She Haights me; she Haights me not.
Yesterday, I was on the search for pants. Ever since my old pair of $10 Gap khaki pants, much treasured and loved through the majority of college, sprouted several gaping holes (not the smallest of which conjuring itself in the crotch region) a few months ago, and the Spilled Wine on the White Pants Incident of yesteryear (read: last week), I have been making do with my collection of what can only termed “second-tier pants”. Sad as it may sound, I felt out of place without a sturdy and dependable pair of pants. What would become of me, were I to don pants that I could not appreciate myself wearing? Where had my Dumbo’s feather gone? And so it was, with these worries saddled on my brow, that I set out for the Haight district yesterday. Nothing could keep me from my goal of pants.
I searched high and low. Frustration began to percolate deep within my soul as I moved from vintage store to vintage store, thrifting my way down Haight Street to no avail. There were no pants to be found; none, at least, that seemed to want to conform themselves to my 33 x 32 frame. Even the trusty Gap, sacriligeous though its location on the famous Haight-Ashbury intersection may be, let me down. As the rain began to fall, intermingling with my crocodile tears, I was ready to call it quits, but I made my way into the last stop of the afternoon, the Crossroads Trading Company.
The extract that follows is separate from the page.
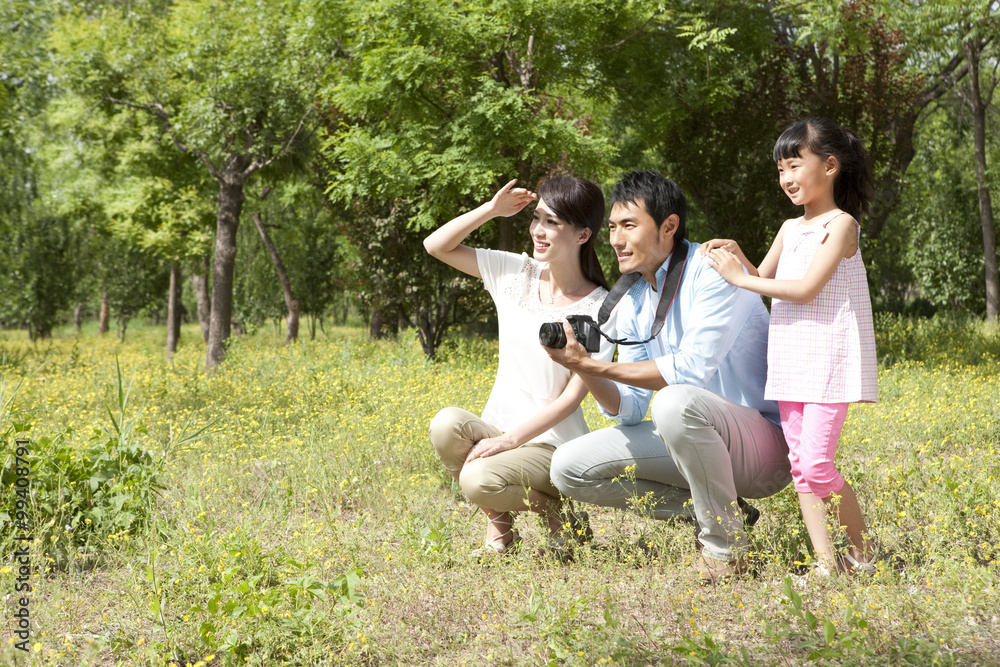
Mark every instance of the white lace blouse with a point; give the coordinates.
(527, 380)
And lo, was there a pair of pants that fit me to a specification so perfect, I could not have asked the very genie of the lamp to fabricate them, for I would have known not how to guide their construction. In fact, there were two. And so, dear reader, I purchased them, and I am wearing them now, and all is just a little bit more right with the world.
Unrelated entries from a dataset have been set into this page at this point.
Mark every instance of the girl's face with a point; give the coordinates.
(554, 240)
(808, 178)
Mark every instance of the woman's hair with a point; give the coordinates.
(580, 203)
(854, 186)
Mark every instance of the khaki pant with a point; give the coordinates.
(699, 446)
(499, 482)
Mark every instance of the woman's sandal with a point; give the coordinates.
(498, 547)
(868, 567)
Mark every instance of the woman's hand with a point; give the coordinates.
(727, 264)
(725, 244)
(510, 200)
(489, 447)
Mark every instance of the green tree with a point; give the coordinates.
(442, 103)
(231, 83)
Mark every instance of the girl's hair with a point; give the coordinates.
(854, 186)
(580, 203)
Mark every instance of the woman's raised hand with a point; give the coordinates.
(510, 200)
Such was this tribulation a microcosm for the set of all experiences that have comprised my emigration to San Francisco. The pursuit of my passions has brought me to this City, but I cannot find everything I need, exactly when I need it. There is something hidden in the cracks of this City that I have always sensed but never possessed the discernment to identify — and it is always the unexpected intangibles that step in and rescue me from the need to trash the day’s emotional progress due to the small rigors of a big life. The Victorian bay windows that stand in grand repose to my right; the skyscraper landscape I see now for the first time with the eyes of a resident instead of those of a guest; the diminuitive Chinese elderly that congregate around fruit markets; the change of weather every four hours. These are things I can name, but it is the unique interaction of all of these kinds of items together in one gelled atmosphere that create a whole much greater than the sum of its parts. It is the recognition of this gestalt that lifts me out of any worry even remotely related to the tumult of having uprooted myself and transplanted my life into a garden that boasts a much more fertile soil and the promise of a bumper crop of emotional levity. At times, I feel out of place and agoraphobic in this City, as though this place or these people desire my departure. I have relinquished some semblance of stability by leaving Modesto, but I gladly do so to live in a place where the large bulk of its residents invest purpose in their daily routine. I have been pretty moody these past days, with high highs and low lows, but such a life lies embroiled in delicious contrast to my time in Modesto at Gallo, where it was a struggle most days to get myself to feel at all. San Francisco is some sort of ignition key, an emotional catalyst, or whatever one wishes it to be. One needs simply to wish it to be something. This city is many things to many people, but I feel that it somehow will end up being one of the best decisions I’ve ever made.
But perhaps it’s too soon for such declarations! After all, I only yesterday found a good pair of pants.